Lumière silencieuse

Empreint d’une mélancolie contrebalancée par une force de vie inspirante, La tête en l’air distille une chaleur rare, mais douce.
Photo: AZ Films Empreint d’une mélancolie contrebalancée par une force de vie inspirante, La tête en l’air distille une chaleur rare, mais douce.

Emilio vient d’être placé dans un foyer pour personnes âgées. Son fils n’en pouvait plus de ses accès de sénilité, sporadiques mais déstabilisants. Dans ce nouvel environnement où tout et tous lui sont inconnus, le vieil homme cherche de nouveaux repères, de nouveaux amis. Ce qu’il trouvera, de même que quelque chose s’apparentant à un second souffle.

 

Mais voilà qu’un diagnostic tombe ; un mot, terrible : alzheimer. À la perspective de se retrouver dans le secteur dévolu aux cas lourds, Emilio craint le pire. C’est sans compter l’intervention de ses compagnons du bel âge, pleins de ressources.

 

Un film d’animation espagnol, La tête en l’air déroule son fil narratif délicat avec une sensibilité et une tendresse infinies.

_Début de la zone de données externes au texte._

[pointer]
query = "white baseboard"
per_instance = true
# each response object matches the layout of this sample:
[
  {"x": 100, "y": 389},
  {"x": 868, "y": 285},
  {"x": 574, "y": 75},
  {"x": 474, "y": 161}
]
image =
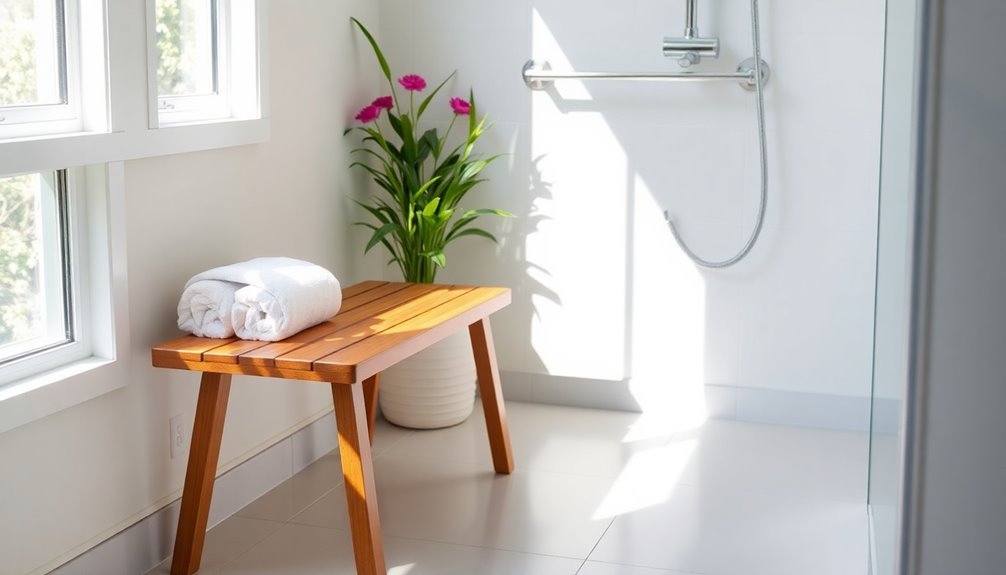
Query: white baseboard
[
  {"x": 721, "y": 402},
  {"x": 150, "y": 541}
]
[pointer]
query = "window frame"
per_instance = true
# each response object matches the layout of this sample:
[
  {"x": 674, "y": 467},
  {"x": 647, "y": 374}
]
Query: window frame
[
  {"x": 238, "y": 43},
  {"x": 65, "y": 116},
  {"x": 114, "y": 54},
  {"x": 72, "y": 247}
]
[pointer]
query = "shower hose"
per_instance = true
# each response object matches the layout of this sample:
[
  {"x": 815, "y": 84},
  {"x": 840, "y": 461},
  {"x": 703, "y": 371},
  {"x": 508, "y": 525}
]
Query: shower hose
[{"x": 765, "y": 167}]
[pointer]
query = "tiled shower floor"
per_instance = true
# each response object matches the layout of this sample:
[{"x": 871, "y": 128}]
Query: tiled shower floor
[{"x": 595, "y": 493}]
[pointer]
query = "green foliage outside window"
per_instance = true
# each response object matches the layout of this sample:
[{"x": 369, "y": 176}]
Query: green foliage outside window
[
  {"x": 17, "y": 53},
  {"x": 18, "y": 258}
]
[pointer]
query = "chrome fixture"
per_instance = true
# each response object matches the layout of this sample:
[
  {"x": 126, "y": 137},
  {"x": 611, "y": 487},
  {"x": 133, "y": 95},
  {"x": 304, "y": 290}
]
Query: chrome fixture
[
  {"x": 752, "y": 73},
  {"x": 691, "y": 48},
  {"x": 540, "y": 75}
]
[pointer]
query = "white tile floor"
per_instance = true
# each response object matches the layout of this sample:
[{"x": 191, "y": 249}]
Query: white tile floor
[{"x": 595, "y": 493}]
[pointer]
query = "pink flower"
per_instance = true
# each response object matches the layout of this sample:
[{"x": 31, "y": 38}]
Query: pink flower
[
  {"x": 368, "y": 114},
  {"x": 384, "y": 102},
  {"x": 412, "y": 82},
  {"x": 460, "y": 107}
]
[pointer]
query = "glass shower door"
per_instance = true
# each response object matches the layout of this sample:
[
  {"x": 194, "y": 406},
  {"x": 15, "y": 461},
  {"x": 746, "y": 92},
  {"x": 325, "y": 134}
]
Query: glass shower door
[{"x": 892, "y": 285}]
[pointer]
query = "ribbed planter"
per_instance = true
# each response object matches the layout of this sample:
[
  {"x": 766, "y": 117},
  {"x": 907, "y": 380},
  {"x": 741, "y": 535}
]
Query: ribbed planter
[{"x": 434, "y": 388}]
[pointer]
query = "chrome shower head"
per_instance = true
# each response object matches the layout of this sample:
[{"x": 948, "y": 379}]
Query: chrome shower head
[{"x": 691, "y": 48}]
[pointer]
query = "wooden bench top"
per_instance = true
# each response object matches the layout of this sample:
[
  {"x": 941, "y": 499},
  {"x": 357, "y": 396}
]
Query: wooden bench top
[{"x": 379, "y": 324}]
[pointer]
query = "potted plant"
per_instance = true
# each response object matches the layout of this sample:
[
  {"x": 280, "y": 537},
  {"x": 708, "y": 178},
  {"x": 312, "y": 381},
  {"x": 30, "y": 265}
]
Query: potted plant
[{"x": 422, "y": 179}]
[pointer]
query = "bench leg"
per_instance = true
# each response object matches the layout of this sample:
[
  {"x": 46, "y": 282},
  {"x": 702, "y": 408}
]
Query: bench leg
[
  {"x": 492, "y": 395},
  {"x": 357, "y": 469},
  {"x": 370, "y": 387},
  {"x": 204, "y": 450}
]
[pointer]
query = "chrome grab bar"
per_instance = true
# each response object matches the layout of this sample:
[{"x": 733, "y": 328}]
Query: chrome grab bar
[{"x": 539, "y": 75}]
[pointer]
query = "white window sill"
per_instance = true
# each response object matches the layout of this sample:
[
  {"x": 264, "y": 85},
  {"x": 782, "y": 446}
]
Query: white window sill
[
  {"x": 44, "y": 394},
  {"x": 86, "y": 148}
]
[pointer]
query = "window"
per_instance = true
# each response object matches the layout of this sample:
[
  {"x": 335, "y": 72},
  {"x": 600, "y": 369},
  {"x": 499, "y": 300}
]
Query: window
[
  {"x": 39, "y": 285},
  {"x": 206, "y": 60},
  {"x": 38, "y": 78}
]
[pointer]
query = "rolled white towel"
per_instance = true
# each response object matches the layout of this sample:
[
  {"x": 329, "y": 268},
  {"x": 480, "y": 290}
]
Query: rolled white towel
[
  {"x": 205, "y": 306},
  {"x": 277, "y": 297}
]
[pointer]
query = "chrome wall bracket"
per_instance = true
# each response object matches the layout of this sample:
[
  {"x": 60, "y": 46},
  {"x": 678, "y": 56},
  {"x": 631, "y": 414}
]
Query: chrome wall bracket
[{"x": 746, "y": 67}]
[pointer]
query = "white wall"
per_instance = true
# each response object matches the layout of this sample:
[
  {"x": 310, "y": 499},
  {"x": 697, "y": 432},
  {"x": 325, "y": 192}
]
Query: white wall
[
  {"x": 70, "y": 480},
  {"x": 601, "y": 290},
  {"x": 957, "y": 524}
]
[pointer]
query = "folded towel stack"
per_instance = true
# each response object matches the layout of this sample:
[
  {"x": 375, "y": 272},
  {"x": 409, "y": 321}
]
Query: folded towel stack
[{"x": 267, "y": 299}]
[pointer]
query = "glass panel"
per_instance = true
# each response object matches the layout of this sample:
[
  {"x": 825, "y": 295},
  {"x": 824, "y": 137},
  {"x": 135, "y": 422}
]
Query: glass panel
[
  {"x": 892, "y": 285},
  {"x": 32, "y": 288},
  {"x": 32, "y": 57},
  {"x": 186, "y": 47}
]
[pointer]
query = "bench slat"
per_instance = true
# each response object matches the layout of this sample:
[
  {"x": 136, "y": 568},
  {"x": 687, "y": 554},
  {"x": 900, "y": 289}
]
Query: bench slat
[
  {"x": 364, "y": 328},
  {"x": 189, "y": 347},
  {"x": 267, "y": 356},
  {"x": 382, "y": 350}
]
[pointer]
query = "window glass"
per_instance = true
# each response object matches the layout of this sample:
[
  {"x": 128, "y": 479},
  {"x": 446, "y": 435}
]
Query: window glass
[
  {"x": 32, "y": 53},
  {"x": 187, "y": 47},
  {"x": 34, "y": 296}
]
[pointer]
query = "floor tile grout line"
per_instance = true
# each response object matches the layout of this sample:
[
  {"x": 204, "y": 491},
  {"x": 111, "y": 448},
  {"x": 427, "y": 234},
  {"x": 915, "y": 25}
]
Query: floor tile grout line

Que de beauté simple, que de grâce discrète dans le graphisme épuré d’Ignacio Ferreras.

 

Dès la première scène, on déjoue les attentes du spectateur, qui ignore alors qu’il se trouve plongé dans l’un des moments de délire confus du protagoniste, ce dernier tellement désemparé, tellement vulnérable.

 

À l’intérieur des murs bien fades et bien stériles du foyer, Emilio est assailli par des visions de son passé ; souvenirs heureux ou tristes faisant écho à un présent incertain. À cet égard, le montage s’avère particulièrement inspiré, louvoyant avec fluidité entre l’ici et l’ailleurs, entre l’hier et l’à présent.

 

Empreint d’une mélancolie contrebalancée par une force de vie inspirante, La tête en l’air distille une chaleur rare, mais douce.